The shadow girl plays frequently appear immediately before the duels, and in doing so, serve as a dramatic “introduction” to them and to the “problem” to be solved for that week’s duelist. Before the duel can commence though, we find another musical moment in the form of Utena’s ascent to the dueling arena. The “Zettai unmei mokushiroku” (Absolute destiny apocalypse) number is one of the clearest examples of a musical moment in Utena, where the music is the reason the scene is compelling. Like the magical girl transformation sequences it aesthetically draws from, this sequence features repeated footage; but what makes it emotionally rich is the music, even though this too is a repetition. In this case, this musical and visual repetition marks out space for the duels by explaining the purpose of the dueling arena, a separate space from the mundane world of the school, where the normal rules of physics and space break down. It is a place where duelists come to grasp at the End of the World, at eternity, and to make a stab at a revolution—at “smashing the egg’s shell,” as the student council members are fond of saying in the elevator rides before their meetings. The lyrics of “Zettai unmei mokushiroku” give a clue to “where” this space is: a place where all of time is condensed into a single moment. The song lists birth records, baptismal records, and death records, and moves from there to talk about more opposites that signal birth, death, and rebirth, and the endless march of time and history of the universe. It is a refrain that marks out the dueling space as a place not so much outside as inside all of time.

Each episode uses a unique dueling song for each bout. Even characters who duel Utena multiple times throughout the story have different musical themes for each appearance in the arena. Despite the fact that the physical action of the sword duel is the most obvious “purpose” of these scenes, the music overwhelms the viewers’ attentions, inverting the image-sound hierarchy. Much of this is due to the cryptic lyrics which use religious, scientific, and other arcane symbolism to both highlight the specific struggles of the characters in each episode, and to tie their struggles into the timeless nature of the dueling arena. In essence, the dueling songs serve as a “Greek chorus” for the duels, commenting on the characters’ motivations and goals with an understanding beyond even that of the participants themselves. The Greek chorus feeling is accentuated by the scoring and harmonies of the songs (which they share with “Zettai unmei mokushiroku”). The choir includes both male and female voices, spanning ranges from high sopranos to deep baritones, and singing harmonies in parallel octaves, fourths, or fifths.
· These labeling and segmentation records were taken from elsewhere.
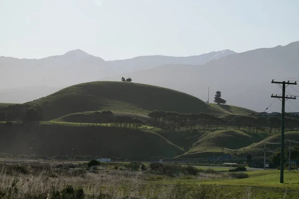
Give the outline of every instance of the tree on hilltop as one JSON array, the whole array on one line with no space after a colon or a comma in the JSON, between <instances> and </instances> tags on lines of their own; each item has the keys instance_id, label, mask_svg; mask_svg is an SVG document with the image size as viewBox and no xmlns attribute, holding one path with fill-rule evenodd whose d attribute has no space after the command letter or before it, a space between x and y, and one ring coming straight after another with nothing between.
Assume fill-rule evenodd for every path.
<instances>
[{"instance_id":1,"label":"tree on hilltop","mask_svg":"<svg viewBox=\"0 0 299 199\"><path fill-rule=\"evenodd\" d=\"M214 99L215 100L214 102L217 103L218 105L220 103L226 103L226 100L221 98L221 92L220 91L216 92Z\"/></svg>"}]
</instances>

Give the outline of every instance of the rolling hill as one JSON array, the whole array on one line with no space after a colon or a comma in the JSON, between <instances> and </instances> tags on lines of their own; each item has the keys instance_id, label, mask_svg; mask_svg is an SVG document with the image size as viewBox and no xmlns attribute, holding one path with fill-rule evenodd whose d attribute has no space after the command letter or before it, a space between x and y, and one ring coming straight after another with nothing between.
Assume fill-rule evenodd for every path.
<instances>
[{"instance_id":1,"label":"rolling hill","mask_svg":"<svg viewBox=\"0 0 299 199\"><path fill-rule=\"evenodd\" d=\"M0 145L1 152L11 154L71 157L74 148L73 156L139 160L160 155L174 157L183 153L163 137L145 130L46 122L11 126L0 123Z\"/></svg>"},{"instance_id":2,"label":"rolling hill","mask_svg":"<svg viewBox=\"0 0 299 199\"><path fill-rule=\"evenodd\" d=\"M262 112L273 102L271 95L282 92L281 88L271 83L272 79L299 80L294 75L299 73L298 54L299 42L295 42L230 55L200 66L165 65L102 80L118 80L120 77L129 75L134 82L168 88L201 99L207 99L209 87L210 99L219 91L228 104ZM299 90L298 86L295 88ZM299 94L291 87L287 90L291 95ZM298 110L290 101L287 102L288 108ZM280 106L275 102L268 110L280 111Z\"/></svg>"},{"instance_id":3,"label":"rolling hill","mask_svg":"<svg viewBox=\"0 0 299 199\"><path fill-rule=\"evenodd\" d=\"M59 88L164 64L201 65L235 53L224 50L189 57L152 55L107 61L80 49L39 59L0 56L0 73L6 74L0 79L0 101L24 103L49 94L53 89L58 91ZM42 90L36 88L41 85ZM30 92L23 88L29 88Z\"/></svg>"},{"instance_id":4,"label":"rolling hill","mask_svg":"<svg viewBox=\"0 0 299 199\"><path fill-rule=\"evenodd\" d=\"M136 83L93 82L73 86L24 104L40 106L44 120L97 110L147 114L154 110L219 113L200 100L176 91Z\"/></svg>"},{"instance_id":5,"label":"rolling hill","mask_svg":"<svg viewBox=\"0 0 299 199\"><path fill-rule=\"evenodd\" d=\"M12 103L0 103L0 108L3 108L4 107L7 107L11 105L15 104Z\"/></svg>"}]
</instances>

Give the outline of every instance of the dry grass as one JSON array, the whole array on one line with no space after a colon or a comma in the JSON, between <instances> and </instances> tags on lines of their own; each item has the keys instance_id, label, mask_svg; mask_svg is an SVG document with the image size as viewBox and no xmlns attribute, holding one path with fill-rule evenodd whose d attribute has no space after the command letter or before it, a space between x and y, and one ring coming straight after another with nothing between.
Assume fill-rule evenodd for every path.
<instances>
[{"instance_id":1,"label":"dry grass","mask_svg":"<svg viewBox=\"0 0 299 199\"><path fill-rule=\"evenodd\" d=\"M208 186L190 186L175 183L162 185L156 179L173 181L175 179L141 171L110 170L103 166L96 171L57 167L57 165L49 165L0 164L0 198L79 199L53 196L53 193L62 193L68 186L82 188L84 193L82 198L84 199L232 198L223 193L213 193ZM197 177L191 176L190 178L232 178L229 175L218 172L200 173ZM149 180L150 178L152 178L151 180Z\"/></svg>"}]
</instances>

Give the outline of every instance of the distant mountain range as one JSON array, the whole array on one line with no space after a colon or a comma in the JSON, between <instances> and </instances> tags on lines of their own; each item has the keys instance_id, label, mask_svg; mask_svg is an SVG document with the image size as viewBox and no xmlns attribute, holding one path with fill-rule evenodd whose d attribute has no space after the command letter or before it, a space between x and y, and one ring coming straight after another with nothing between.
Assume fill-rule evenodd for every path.
<instances>
[{"instance_id":1,"label":"distant mountain range","mask_svg":"<svg viewBox=\"0 0 299 199\"><path fill-rule=\"evenodd\" d=\"M0 102L25 102L62 88L105 77L164 64L201 65L235 53L224 50L190 57L153 55L105 61L77 49L40 59L0 57Z\"/></svg>"},{"instance_id":2,"label":"distant mountain range","mask_svg":"<svg viewBox=\"0 0 299 199\"><path fill-rule=\"evenodd\" d=\"M0 102L24 102L76 84L120 81L130 76L133 83L178 90L204 101L210 87L210 102L220 91L228 104L257 111L274 102L267 111L280 111L280 101L270 96L280 94L281 89L271 82L299 81L298 55L299 42L240 53L225 50L185 57L154 55L109 61L79 49L40 59L0 57ZM31 92L19 89L24 87ZM289 87L288 95L299 96L299 86L294 88ZM286 104L287 112L299 112L299 98Z\"/></svg>"},{"instance_id":3,"label":"distant mountain range","mask_svg":"<svg viewBox=\"0 0 299 199\"><path fill-rule=\"evenodd\" d=\"M282 90L271 81L297 78L286 80L299 82L299 42L295 42L285 46L235 53L200 66L165 65L101 80L120 81L121 77L130 76L133 82L178 90L205 101L209 87L210 102L213 102L215 92L220 91L228 104L263 111L274 101L267 111L280 111L280 101L276 101L271 95L279 95ZM288 87L287 95L299 96L299 86L294 88L296 90ZM288 100L286 104L286 111L299 111L299 98L295 101Z\"/></svg>"}]
</instances>

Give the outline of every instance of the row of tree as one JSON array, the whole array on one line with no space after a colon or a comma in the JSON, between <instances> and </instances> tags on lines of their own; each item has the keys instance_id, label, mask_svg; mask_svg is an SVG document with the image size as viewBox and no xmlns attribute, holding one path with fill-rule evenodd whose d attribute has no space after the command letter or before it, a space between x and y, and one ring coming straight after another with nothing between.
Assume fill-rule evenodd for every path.
<instances>
[{"instance_id":1,"label":"row of tree","mask_svg":"<svg viewBox=\"0 0 299 199\"><path fill-rule=\"evenodd\" d=\"M125 79L125 78L124 77L123 77L122 78L122 82L131 82L132 81L132 79L130 78L128 78L127 79Z\"/></svg>"},{"instance_id":2,"label":"row of tree","mask_svg":"<svg viewBox=\"0 0 299 199\"><path fill-rule=\"evenodd\" d=\"M141 128L145 123L139 119L128 116L117 115L114 121L115 122L111 124L112 127L134 129Z\"/></svg>"},{"instance_id":3,"label":"row of tree","mask_svg":"<svg viewBox=\"0 0 299 199\"><path fill-rule=\"evenodd\" d=\"M0 121L40 121L43 115L40 107L28 104L15 104L0 109Z\"/></svg>"},{"instance_id":4,"label":"row of tree","mask_svg":"<svg viewBox=\"0 0 299 199\"><path fill-rule=\"evenodd\" d=\"M252 116L229 115L219 117L204 113L184 114L175 112L155 110L149 113L152 118L149 121L151 125L177 130L194 129L217 129L219 126L227 128L233 126L238 129L248 131L271 133L280 128L281 119L279 117L254 117ZM298 129L299 119L286 118L286 127Z\"/></svg>"}]
</instances>

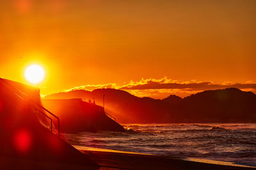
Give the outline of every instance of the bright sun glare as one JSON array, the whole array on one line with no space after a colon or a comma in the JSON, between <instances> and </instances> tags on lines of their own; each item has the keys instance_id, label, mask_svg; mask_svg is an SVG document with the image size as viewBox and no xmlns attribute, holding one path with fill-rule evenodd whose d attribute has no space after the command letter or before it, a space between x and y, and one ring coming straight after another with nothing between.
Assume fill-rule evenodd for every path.
<instances>
[{"instance_id":1,"label":"bright sun glare","mask_svg":"<svg viewBox=\"0 0 256 170\"><path fill-rule=\"evenodd\" d=\"M28 66L25 71L25 77L30 83L38 83L44 78L45 73L43 67L37 64Z\"/></svg>"}]
</instances>

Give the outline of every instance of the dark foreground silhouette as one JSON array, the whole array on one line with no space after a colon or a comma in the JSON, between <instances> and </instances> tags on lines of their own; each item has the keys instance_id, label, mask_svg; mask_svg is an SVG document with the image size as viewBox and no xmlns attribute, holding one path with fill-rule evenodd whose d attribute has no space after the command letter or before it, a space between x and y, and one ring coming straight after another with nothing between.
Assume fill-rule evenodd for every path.
<instances>
[{"instance_id":1,"label":"dark foreground silhouette","mask_svg":"<svg viewBox=\"0 0 256 170\"><path fill-rule=\"evenodd\" d=\"M97 163L51 131L51 115L45 117L36 108L40 104L38 89L0 79L0 168L49 169L51 164L64 164L98 169Z\"/></svg>"},{"instance_id":2,"label":"dark foreground silhouette","mask_svg":"<svg viewBox=\"0 0 256 170\"><path fill-rule=\"evenodd\" d=\"M138 97L115 89L79 90L46 96L45 99L95 98L121 123L256 122L256 95L230 88L207 90L182 99L163 100Z\"/></svg>"},{"instance_id":3,"label":"dark foreground silhouette","mask_svg":"<svg viewBox=\"0 0 256 170\"><path fill-rule=\"evenodd\" d=\"M0 79L0 104L1 169L246 169L156 155L79 151L58 136L51 115L36 107L41 104L38 89Z\"/></svg>"}]
</instances>

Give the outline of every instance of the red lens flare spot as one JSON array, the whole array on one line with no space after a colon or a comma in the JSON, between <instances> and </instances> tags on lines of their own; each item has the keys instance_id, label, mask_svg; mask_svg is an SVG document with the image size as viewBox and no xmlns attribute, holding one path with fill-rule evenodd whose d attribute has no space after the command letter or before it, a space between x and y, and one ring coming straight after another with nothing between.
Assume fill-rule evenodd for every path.
<instances>
[{"instance_id":1,"label":"red lens flare spot","mask_svg":"<svg viewBox=\"0 0 256 170\"><path fill-rule=\"evenodd\" d=\"M18 131L14 136L14 145L18 152L25 153L31 146L32 138L29 132L26 129Z\"/></svg>"}]
</instances>

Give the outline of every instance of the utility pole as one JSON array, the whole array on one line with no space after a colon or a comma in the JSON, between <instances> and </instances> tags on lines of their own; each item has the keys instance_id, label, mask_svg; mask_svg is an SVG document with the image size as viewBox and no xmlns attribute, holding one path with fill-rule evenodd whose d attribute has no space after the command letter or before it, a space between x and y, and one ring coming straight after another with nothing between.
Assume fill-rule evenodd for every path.
<instances>
[{"instance_id":1,"label":"utility pole","mask_svg":"<svg viewBox=\"0 0 256 170\"><path fill-rule=\"evenodd\" d=\"M105 111L105 94L103 94L103 110Z\"/></svg>"}]
</instances>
The variety of different singers gives the sense of a large, mass group; octave and fourth and fifth harmonies, in contrast to more traditional closer groupings like triads, also give the sense of wide, open spaces thanks to centuries of composers using them to evoke that imagery. Additionally, parallel fourths and fifths are associated with the music of the European Middle Ages (particularly chant) and various traditional forms of East Asian music, invoking a sense of the “ancient” for listeners; the Greek chorus construct does as well. The songs evoke both real history and the all-times-at-once construct of the dueling arena.

These musical moments are essential not only to the dramatic structure of each Utena episode, but also to the fictional world’s overall soundscape. They set the world of the shadow girls and duels as apart from the rest of Ōtori Academy school life; ruptures that still work as a form of layered commentary on the students’ mundane lives and desires. Thus, they serve a similar dramatic function to musical numbers in more conventional genres such as the backstage musical, where the subjects of the romantic song performances parallel the characters’ offstage relationship drama. Where Utena differs, is that these musical moments have a more direct effect on the larger narrative; in fact, it is only because of the duels that the narrative is pushed forward at all. I return to Utena in my discussion of fabulation, but first I would like to analyze another Ikuhara work that uses musical moments in similar but still markedly different ways.

Sarazanmai: Anticapitalist Quasi-musical?

Sarazanmai is the easiest parallel to Utena in terms of how Ikuhara’s musical moments and narrative themes form refrain-like functions. [11] It has the most similar use of musical moments to Utena across Ikuhara’s body of work: full musical numbers that repeat every episode, and serve as both the emotional and narrative climaxes of those episodes. They also tie in more directly, through the verbal elaboration in the lyrics, to the intended “messages” of the story. At the same time, Sarazanmai has a slightly different focus than Utena; while it continues familiar themes about the marginalization of LGBT identities, the hegemonic nature of oppressive systems, adolescence, and dysfunctional family relationships; Sarazanmai is more focused on the oppressive nature of capitalism rather than patriarchy specifically. In fact, Sarazanmai shows how capitalism both supports patriarchy and co-opts anger and revolution toward it, and it might be Ikuhara’s most self-reflective work. This is particularly true with Sarazanmai’s use of the musical moment.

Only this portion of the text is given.